When fired, BolaWrap shoots out a Kevlar tether with two hooks at either end. The goal is to aim it at someone's legs or upper body with the wire wrapping up a suspect with minimal injury to them and the officer.

“[It's used for] getting somebody into custody whether that’s protected custody or an arrest with the least amount of force as possible and I think it’s a great alternative for us to have," Orono Police Captain Dan Merrill added.

The tool was developed by Wrap Technologies and BolaWrap was brought to the attention of Orono Cheif Josh Ewing in an elevator at a law enforcement conference in Florida.

He said he completely forgot about it until years later when he saw an ad for BolaWrap.

“I [then] made contact with the company and asked if they would come up and give us a demonstration," Ewing added.

Credit: Wrap Technologies
The BolaWrap device.

After the demonstration, Ewing said the department needed approval from the Justice Academy.

Director Rick Desjardins said it doesn't see new tools up for approval often, but when it does, it's a serious process.

“We have to be very careful that the next new shiny thing may not be the right thing," Desjardins said. "And ultimately the Board looked at the parameters of [BolaWrap] and deemed it an appropriate use of force.”

In the last few months, viral videos of police-involved shootings have been the cause of police brutality protests and public conversation nationwide. With those events and the mental health crisis in Maine, Ewing said now is the perfect time to promote the BolaWrap.

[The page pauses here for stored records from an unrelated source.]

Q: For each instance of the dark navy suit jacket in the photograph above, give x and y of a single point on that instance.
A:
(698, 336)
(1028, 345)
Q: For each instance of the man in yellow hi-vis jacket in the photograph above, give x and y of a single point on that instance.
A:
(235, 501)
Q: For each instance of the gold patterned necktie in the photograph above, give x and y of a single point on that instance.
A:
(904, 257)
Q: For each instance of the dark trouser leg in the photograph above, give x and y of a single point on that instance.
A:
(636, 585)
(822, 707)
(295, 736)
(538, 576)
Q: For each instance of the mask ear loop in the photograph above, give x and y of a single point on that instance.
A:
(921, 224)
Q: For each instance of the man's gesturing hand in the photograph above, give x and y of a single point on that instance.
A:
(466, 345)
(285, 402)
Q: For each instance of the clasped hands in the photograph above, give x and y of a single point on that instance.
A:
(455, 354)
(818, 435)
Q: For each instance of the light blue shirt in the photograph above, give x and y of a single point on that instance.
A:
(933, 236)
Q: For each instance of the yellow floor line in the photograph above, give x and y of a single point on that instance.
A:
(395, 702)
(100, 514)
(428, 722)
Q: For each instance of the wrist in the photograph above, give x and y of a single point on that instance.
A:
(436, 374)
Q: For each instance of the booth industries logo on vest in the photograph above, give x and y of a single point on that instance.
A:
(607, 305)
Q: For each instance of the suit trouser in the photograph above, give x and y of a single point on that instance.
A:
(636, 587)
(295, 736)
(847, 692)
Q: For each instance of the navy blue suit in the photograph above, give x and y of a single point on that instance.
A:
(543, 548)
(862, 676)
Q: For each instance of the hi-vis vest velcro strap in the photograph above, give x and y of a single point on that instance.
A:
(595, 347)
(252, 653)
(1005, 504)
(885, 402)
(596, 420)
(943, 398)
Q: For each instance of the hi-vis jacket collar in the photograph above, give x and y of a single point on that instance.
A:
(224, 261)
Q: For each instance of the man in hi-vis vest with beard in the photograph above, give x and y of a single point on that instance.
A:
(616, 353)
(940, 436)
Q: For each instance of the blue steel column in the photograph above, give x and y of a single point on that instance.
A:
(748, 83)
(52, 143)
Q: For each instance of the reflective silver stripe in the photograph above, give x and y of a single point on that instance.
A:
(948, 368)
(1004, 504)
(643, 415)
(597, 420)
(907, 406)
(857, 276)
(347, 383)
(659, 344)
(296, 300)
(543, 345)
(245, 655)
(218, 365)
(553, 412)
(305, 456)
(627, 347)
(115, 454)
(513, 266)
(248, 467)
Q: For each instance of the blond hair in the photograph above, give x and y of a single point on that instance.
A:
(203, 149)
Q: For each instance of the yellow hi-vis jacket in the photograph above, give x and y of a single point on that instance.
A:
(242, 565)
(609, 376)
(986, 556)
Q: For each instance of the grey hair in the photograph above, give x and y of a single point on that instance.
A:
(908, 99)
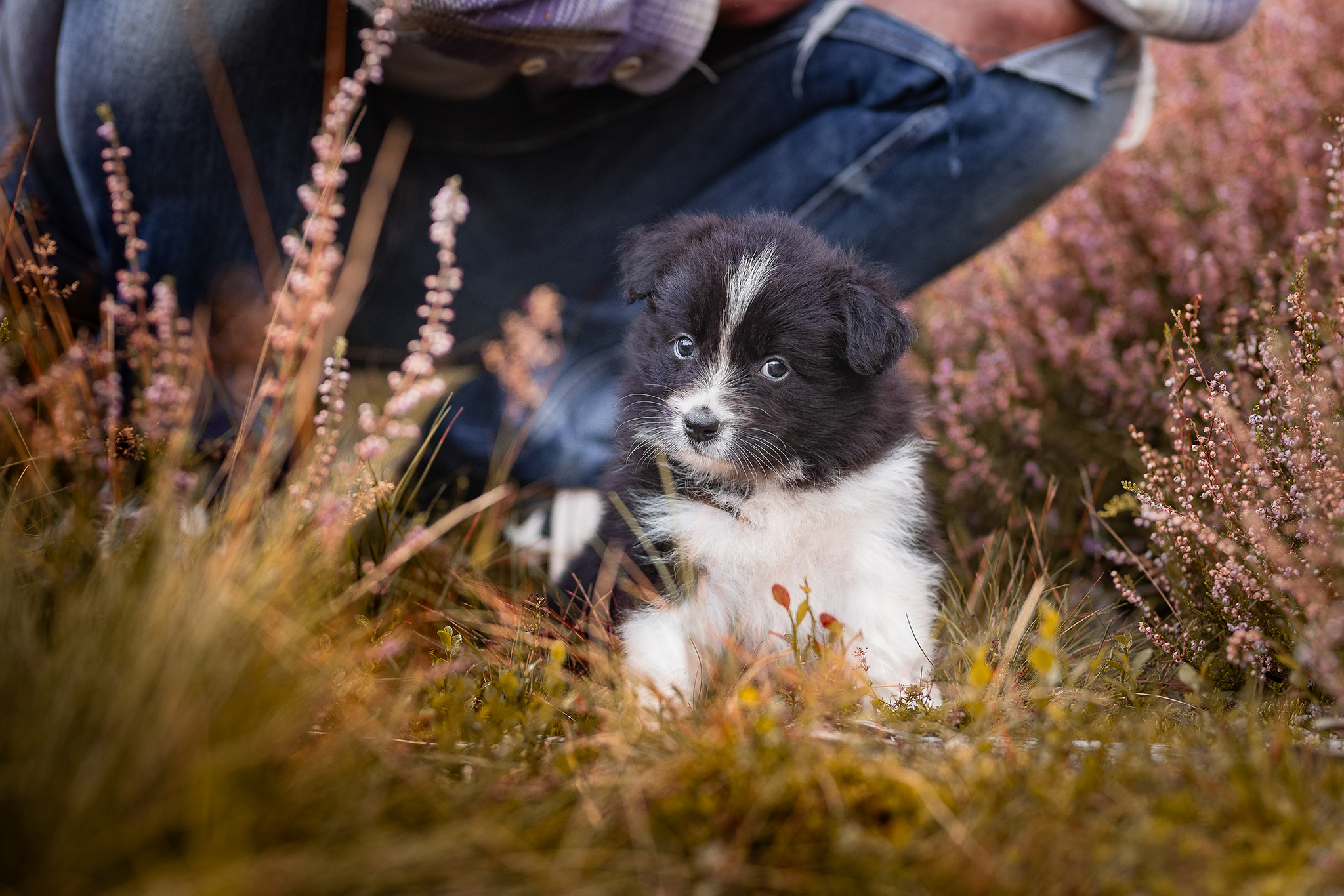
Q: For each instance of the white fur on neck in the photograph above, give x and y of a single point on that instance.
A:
(854, 540)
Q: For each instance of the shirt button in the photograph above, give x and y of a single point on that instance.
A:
(627, 69)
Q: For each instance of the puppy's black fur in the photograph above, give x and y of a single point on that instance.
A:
(842, 407)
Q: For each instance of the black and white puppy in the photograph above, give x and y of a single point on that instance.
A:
(765, 437)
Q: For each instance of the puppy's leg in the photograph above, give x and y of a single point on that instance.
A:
(659, 652)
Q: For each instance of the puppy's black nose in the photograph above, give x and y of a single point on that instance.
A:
(701, 425)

“There are numerous, uncountable interactions with the police every day in which we don’t use force," Ewing said. 

"We’re not kicking people, we’re not striking people, we’re not striking people, we’re not hitting people with batons, we’re not pepper-spraying them, we’re not tasing them, and we’re not BolaWrapping them.”

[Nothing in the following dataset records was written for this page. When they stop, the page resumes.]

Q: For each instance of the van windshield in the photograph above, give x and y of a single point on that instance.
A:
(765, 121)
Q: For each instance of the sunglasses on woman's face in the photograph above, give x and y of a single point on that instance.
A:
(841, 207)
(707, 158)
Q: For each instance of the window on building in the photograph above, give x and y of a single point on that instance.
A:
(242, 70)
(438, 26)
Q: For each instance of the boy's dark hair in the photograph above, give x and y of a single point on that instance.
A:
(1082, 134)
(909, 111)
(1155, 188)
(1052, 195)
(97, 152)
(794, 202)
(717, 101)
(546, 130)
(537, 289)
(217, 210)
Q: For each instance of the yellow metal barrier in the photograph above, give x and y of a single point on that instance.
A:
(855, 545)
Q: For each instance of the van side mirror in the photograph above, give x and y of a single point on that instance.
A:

Ewing added the department has yet to use BolaWrap in the field which he said is a compliment to officers being able to de-escalate situations without the use of force or weapon.

Credit: NCM

Desjardins said the door is now open for other agencies to look into adding BolaWrap to their tool belts, and Merill added it's worth it for other departments to check out the device. 

“In the times when the public is trying to get more compliance and more transparency in law enforcement and find alternative ways to end scenarios peacefully, I think it can be a great tool for people to look into at least," Merill said.